From Shakespeare to Shia LaBeouf: A History of Game-Changing Headwear

Deadline Hollywood
Deadline Hollywood

Last Sunday, Shia LaBeouf appeared on the red carpet of the Berlin Film Festival to promote his film “Nymphomaniac: Part One,” making headlines by sporting a paper mask emblazoned with the words “I AM NOT FAMOUS ANYMORE” in black paint. To show solidarity with what we believe to be a profound performance art piece, one that demonstrates the ironic decline in fame an actor/actress experiences after doing their first Lars-Von-Trier-directed hardcore sex scene, we compiled a list of history’s most noteworthy game-changing headwear.

October 29, 1492: Christopher Columbus takes off his tri-corner hat before contracting syphilis from a native woman of the island of Hispaniola. The hat would later be hailed as a totem by the native peoples before its original owner raped and pillaged the New World.

July 7, 1600: Playwright William Shakespeare puts a foppish peacock feather in his hat for an official portrait and decides to keep it there for the rest of his life. When superfan Queen Elizabeth I sees him, she comments to the Royal Guard: “Doth he realize?”

April 15, 1865: Due to a strictly enforced measure that forbade any attendee of the Ford’s theatre from wearing a stovepipe hat taller than his own that night, President Abraham Lincoln inadvertently made himself an easy target for John Wilkes Booth.

April 3, 1948: Frank Sinatra dons a fedora on the way to a recording session in Manhattan, marking an apex of coolness that would be soured over the next few decades by Seattle hipsters and redditing neckbeards.

March 17, 1952: Carmen Miranda prevents scurvy and stops a high speed chase while walking down Rodeo Drive. Later, nutritionists would pronounce this “the most important day in the history of fruit-based fashion.”

September 8, 1963: Cool kid Jimmy Martin walks into Mrs. Washington’s third grade class wearing his baseball cap backwards. The next day, the other twelve boys in the class would do the same, forcing Mrs. W. to pass a “No Backwards Hats” rule and solidifying Martin as both a rebel and a trendsetter.

May 25, 1992: Billy Ray Cyrus puts on a Stetson cowboy hat to perform one of the worst songs of all time in a sold-out Philadelphia concert. John Wayne turns over in his grave.

September 12, 2010: Lady Gaga attracts a group of stray dogs as she walks the red carpet at the 2010 MTV Video Music Award wearing a raw flank steak on her head.

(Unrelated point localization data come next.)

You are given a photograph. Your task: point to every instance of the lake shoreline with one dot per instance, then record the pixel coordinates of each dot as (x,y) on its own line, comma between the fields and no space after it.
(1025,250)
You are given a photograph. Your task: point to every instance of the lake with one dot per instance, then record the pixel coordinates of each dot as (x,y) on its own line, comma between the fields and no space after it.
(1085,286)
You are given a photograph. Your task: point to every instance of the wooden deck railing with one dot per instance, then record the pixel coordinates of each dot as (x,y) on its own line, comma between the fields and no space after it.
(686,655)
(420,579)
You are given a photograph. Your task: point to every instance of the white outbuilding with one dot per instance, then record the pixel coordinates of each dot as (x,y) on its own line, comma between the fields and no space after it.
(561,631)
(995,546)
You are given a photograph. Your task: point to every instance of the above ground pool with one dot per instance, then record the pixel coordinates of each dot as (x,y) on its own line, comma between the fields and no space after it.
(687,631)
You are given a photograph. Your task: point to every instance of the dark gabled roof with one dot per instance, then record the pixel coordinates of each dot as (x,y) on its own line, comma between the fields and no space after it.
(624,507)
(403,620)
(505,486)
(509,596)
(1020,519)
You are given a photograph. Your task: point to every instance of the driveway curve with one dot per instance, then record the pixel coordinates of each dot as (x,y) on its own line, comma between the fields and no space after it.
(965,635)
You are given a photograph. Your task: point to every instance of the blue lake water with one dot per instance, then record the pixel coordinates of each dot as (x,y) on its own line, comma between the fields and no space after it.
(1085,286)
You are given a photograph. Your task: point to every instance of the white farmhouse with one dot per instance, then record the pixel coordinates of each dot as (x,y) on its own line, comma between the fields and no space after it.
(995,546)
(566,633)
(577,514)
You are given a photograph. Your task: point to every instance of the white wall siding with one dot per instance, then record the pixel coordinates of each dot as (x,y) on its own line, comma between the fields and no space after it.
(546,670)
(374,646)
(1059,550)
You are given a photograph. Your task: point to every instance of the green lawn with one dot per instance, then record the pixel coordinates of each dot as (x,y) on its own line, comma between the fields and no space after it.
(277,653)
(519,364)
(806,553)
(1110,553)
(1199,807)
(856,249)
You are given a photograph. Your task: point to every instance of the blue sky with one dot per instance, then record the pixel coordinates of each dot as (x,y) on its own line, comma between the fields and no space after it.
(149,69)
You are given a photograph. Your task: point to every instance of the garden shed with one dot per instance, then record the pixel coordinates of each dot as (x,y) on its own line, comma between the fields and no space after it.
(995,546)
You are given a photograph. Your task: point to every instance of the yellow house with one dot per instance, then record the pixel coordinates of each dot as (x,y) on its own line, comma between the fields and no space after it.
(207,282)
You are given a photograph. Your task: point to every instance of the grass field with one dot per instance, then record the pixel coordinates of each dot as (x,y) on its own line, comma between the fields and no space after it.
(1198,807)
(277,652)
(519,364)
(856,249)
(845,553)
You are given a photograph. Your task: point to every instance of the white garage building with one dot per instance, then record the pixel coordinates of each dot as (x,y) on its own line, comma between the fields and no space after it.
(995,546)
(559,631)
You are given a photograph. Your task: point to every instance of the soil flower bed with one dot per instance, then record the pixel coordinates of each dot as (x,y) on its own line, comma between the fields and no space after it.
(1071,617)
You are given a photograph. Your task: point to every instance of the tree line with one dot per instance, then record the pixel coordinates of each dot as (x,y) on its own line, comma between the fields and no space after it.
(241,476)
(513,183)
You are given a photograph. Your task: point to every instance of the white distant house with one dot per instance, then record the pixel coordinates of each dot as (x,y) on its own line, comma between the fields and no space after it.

Later, in a highly publicized act of charity, Ms. Gaga would give the headwear to Tito, a taco truck operator near the Nokia Theater, who would then turn it into a killer carne asada soft taco.

January 26, 2014: Pharrell Williams wears the ever-controversial Sorting Hat to the 56th Annual Grammy Awards. During the ceremony, Pharrell’s hat would assign Sara Bareilles to Hufflepuff, Vampire Weekend front man Ezra Koenig to Ravenclaw, Macklemore & Ryan Lewis to Gryffindor, and Lorde to Slytherin.